Venezuela’s Supreme Court has ordered for the removal of all images of scantily clad women circulating on the covers of publications available to the general public.
The decision comes in response to an individual complaint made against the weekly sports publication El Heraldo, a subsidiary of 6° Poder, requesting that the government prohibit the “publication of any example, be it digital or printed, including private subscriptions, of images with sexual content … whether it be by way of a photograph, other image, advertisements or links that could be accessed by children and young people.”
Though the measure was initially taken against only El Heraldo, it soon extended to all printed media in the country as well as their digital counterparts.

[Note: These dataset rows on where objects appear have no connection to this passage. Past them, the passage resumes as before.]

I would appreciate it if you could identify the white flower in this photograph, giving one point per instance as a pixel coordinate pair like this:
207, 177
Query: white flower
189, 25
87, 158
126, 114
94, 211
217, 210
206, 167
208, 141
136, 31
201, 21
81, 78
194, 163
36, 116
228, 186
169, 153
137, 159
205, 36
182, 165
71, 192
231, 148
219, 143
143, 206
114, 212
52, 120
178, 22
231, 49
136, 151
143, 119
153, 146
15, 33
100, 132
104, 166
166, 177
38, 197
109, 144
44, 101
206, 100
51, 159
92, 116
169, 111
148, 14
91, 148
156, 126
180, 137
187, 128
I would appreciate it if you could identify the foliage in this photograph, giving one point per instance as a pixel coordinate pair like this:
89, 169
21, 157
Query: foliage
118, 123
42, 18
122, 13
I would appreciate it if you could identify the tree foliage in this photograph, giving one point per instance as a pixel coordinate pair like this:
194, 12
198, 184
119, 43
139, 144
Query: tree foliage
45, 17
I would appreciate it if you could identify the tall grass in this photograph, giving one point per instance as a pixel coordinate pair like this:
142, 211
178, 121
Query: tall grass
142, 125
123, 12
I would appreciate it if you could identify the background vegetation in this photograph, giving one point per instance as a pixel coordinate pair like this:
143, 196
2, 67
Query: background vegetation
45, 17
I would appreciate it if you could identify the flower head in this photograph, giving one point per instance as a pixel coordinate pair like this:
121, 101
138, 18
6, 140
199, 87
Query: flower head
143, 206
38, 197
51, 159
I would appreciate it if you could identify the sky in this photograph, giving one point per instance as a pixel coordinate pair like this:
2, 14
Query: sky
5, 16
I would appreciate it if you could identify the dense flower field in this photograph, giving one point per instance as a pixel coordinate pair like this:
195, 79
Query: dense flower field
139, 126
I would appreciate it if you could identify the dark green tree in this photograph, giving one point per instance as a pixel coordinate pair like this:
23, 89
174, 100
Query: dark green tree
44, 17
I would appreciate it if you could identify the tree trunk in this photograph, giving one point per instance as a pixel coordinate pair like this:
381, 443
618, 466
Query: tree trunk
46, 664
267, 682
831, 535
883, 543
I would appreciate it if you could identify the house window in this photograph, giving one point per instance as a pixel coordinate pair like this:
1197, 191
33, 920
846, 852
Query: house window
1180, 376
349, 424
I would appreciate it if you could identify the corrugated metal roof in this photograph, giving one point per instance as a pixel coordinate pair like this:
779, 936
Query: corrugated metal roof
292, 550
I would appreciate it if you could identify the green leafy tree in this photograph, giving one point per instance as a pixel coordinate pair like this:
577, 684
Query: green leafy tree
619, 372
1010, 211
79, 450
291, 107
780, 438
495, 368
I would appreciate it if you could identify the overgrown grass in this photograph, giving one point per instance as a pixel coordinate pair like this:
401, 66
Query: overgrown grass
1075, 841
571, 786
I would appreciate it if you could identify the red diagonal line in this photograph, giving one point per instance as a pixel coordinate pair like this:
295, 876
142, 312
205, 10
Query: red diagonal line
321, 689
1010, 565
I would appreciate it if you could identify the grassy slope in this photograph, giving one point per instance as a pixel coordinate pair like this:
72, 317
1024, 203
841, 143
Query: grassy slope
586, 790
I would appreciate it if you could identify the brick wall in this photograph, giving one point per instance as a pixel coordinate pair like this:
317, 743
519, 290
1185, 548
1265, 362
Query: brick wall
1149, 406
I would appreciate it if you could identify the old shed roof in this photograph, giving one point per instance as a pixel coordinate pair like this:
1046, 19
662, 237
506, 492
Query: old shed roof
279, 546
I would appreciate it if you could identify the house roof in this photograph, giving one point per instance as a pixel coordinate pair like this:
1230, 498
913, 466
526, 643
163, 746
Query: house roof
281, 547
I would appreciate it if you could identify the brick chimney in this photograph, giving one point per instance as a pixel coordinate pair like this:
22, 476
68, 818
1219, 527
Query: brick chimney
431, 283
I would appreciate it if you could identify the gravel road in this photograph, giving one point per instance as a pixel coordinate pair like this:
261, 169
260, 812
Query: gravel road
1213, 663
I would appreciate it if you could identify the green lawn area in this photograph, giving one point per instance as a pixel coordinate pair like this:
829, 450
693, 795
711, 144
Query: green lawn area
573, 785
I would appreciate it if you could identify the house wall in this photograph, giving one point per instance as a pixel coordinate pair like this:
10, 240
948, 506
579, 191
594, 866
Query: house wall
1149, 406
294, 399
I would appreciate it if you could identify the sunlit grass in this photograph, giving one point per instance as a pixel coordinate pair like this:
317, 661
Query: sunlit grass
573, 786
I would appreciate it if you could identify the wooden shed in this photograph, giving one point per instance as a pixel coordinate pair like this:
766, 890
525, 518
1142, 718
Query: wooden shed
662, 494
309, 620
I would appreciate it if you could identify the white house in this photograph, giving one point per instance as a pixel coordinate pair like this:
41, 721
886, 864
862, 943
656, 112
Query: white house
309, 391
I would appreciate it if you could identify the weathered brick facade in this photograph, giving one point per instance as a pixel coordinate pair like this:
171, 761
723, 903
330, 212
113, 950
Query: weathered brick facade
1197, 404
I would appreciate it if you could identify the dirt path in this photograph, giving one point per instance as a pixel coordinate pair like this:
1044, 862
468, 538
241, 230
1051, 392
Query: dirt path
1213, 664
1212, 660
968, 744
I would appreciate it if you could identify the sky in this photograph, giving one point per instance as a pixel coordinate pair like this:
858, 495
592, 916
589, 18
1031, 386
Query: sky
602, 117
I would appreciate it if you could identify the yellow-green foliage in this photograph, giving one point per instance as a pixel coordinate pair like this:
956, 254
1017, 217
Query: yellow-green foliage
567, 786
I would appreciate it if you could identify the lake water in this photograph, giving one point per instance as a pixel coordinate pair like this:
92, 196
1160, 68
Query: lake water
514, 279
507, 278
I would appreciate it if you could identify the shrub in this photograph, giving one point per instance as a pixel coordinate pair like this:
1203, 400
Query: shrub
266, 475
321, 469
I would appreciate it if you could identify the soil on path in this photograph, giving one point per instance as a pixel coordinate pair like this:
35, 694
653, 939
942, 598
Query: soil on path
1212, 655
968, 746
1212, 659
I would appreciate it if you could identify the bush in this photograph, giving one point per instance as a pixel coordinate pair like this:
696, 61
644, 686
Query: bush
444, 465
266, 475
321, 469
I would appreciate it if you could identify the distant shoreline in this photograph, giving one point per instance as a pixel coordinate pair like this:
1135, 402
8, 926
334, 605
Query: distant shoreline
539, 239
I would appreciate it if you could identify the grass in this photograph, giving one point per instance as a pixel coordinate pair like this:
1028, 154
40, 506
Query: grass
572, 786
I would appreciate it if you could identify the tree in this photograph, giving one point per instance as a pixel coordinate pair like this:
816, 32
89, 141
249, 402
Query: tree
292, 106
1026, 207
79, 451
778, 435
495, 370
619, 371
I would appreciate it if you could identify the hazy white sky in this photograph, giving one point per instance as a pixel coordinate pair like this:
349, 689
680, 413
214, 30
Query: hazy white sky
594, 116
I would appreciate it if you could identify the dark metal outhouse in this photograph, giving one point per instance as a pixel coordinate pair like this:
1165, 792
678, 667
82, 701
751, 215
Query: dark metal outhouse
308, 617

The decree specifically mentions “pornographic” content, yet includes many mainstream magazines so as to avoid “images of nude or partially nude women in compromising and suggestive poses that stimulate sexual arousal for commercial ends.”
The court claimed that when such images go public, the publishers aren’t aware of their responsibilities as “media outlets in society to transmit appropriate content” seen by both adults and children.
This ruling directly affects the country’s primary publications Meridiano and Líder, both focusing on sports news, of which make use of images of women in bathing suits on their covers.
“These types of sexual images don’t come with a warning, which could bring about negative consequences with respect to people’s baser instincts, and thereby put at risk the constitutional rights of the most vulnerable, namely children and young people,” the court’s ruling continues.